Diz a Constituição Federal:
Art. 5º Todos são iguais perante a lei, sem distinção de qualquer natureza, garantindo-se aos brasileiros e aos estrangeiros residentes no País a inviolabilidade do direito à vida, à liberdade, à igualdade, à segurança e à propriedade, nos termos seguintes:
LXXI - conceder-se-á mandado de injunção sempre que a falta de norma regulamentadora torne inviável o exercício dos direitos e liberdades constitucionais e das prerrogativas inerentes ànacionalidade, à soberania e à cidadania;
1 - ASPECTOS GERAIS
A Carta Maior dispõe que se concederá mandado de injunção sempre que a falta de norma regulamentadora torne inviável o exercício dos direitos e liberdades constitucionais e das prerrogativas inerentes à nacionalidade, à soberania e à cidadania.

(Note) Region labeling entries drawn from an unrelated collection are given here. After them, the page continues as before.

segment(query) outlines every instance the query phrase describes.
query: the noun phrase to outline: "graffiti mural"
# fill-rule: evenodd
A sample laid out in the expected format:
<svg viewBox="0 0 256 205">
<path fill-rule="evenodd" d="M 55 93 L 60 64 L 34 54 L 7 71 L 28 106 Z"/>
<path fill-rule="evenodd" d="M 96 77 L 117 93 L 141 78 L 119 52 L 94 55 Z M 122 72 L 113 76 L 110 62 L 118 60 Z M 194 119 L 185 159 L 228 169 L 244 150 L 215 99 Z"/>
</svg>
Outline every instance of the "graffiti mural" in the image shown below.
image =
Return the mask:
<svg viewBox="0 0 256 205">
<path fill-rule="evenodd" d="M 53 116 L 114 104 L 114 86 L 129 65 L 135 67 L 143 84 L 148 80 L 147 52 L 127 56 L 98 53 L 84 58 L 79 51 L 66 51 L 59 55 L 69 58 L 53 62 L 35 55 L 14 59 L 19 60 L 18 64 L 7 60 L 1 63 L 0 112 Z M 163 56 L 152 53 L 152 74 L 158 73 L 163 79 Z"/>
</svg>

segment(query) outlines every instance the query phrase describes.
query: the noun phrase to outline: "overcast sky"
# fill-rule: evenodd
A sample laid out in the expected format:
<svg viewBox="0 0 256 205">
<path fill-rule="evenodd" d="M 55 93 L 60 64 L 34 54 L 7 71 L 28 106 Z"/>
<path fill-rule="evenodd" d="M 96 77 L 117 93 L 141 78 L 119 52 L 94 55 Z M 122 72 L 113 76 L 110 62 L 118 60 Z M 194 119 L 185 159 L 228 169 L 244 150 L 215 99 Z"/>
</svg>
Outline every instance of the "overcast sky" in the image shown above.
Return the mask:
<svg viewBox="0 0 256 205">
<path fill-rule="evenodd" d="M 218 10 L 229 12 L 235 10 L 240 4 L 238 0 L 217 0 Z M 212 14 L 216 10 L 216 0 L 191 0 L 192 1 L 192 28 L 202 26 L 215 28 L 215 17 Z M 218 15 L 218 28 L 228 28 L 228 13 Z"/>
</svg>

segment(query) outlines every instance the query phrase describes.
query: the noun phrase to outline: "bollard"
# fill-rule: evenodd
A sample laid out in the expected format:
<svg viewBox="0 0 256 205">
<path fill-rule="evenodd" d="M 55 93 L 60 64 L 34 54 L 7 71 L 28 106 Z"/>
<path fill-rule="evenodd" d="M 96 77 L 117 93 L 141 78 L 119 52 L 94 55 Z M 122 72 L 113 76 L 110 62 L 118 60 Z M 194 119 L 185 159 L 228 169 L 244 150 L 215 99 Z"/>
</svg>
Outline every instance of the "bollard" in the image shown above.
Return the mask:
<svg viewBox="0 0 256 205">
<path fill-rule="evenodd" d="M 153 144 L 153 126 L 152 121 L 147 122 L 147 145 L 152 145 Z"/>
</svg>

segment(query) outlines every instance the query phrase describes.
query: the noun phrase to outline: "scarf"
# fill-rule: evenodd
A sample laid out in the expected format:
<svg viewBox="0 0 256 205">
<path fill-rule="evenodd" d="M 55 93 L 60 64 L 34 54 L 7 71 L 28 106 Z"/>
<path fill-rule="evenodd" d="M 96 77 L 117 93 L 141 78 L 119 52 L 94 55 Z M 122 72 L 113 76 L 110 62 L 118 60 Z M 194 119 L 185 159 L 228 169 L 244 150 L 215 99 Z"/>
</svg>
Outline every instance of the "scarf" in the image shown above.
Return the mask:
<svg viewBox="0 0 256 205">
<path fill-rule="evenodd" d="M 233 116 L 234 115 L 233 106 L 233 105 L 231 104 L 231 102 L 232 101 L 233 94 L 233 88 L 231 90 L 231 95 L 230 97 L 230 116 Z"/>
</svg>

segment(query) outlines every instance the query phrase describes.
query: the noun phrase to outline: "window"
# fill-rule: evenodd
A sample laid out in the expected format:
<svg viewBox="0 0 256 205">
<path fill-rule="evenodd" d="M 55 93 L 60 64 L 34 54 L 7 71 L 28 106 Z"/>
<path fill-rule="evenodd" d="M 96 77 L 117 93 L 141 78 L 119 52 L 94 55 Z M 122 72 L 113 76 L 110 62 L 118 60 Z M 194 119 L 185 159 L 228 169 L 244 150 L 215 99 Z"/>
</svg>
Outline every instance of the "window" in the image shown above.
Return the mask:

Trata-se, assim como o mandado de segurança coletivo e o habeas data, de remédio constitucional introduzido pelo constituinte de 88.
2 - REQUISITOS
A) Norma constitucional de eficácia limitada, prescrevendo direitos, liberdades constitucionais e prerrogativas inerentes à nacionalidade, à soberania e à cidadania;
B) Falta de norma regulamentadora, tornando inviável o exercício dos direitos, liberdades e prerrogativas acima mencionados (omissão do Poder Público).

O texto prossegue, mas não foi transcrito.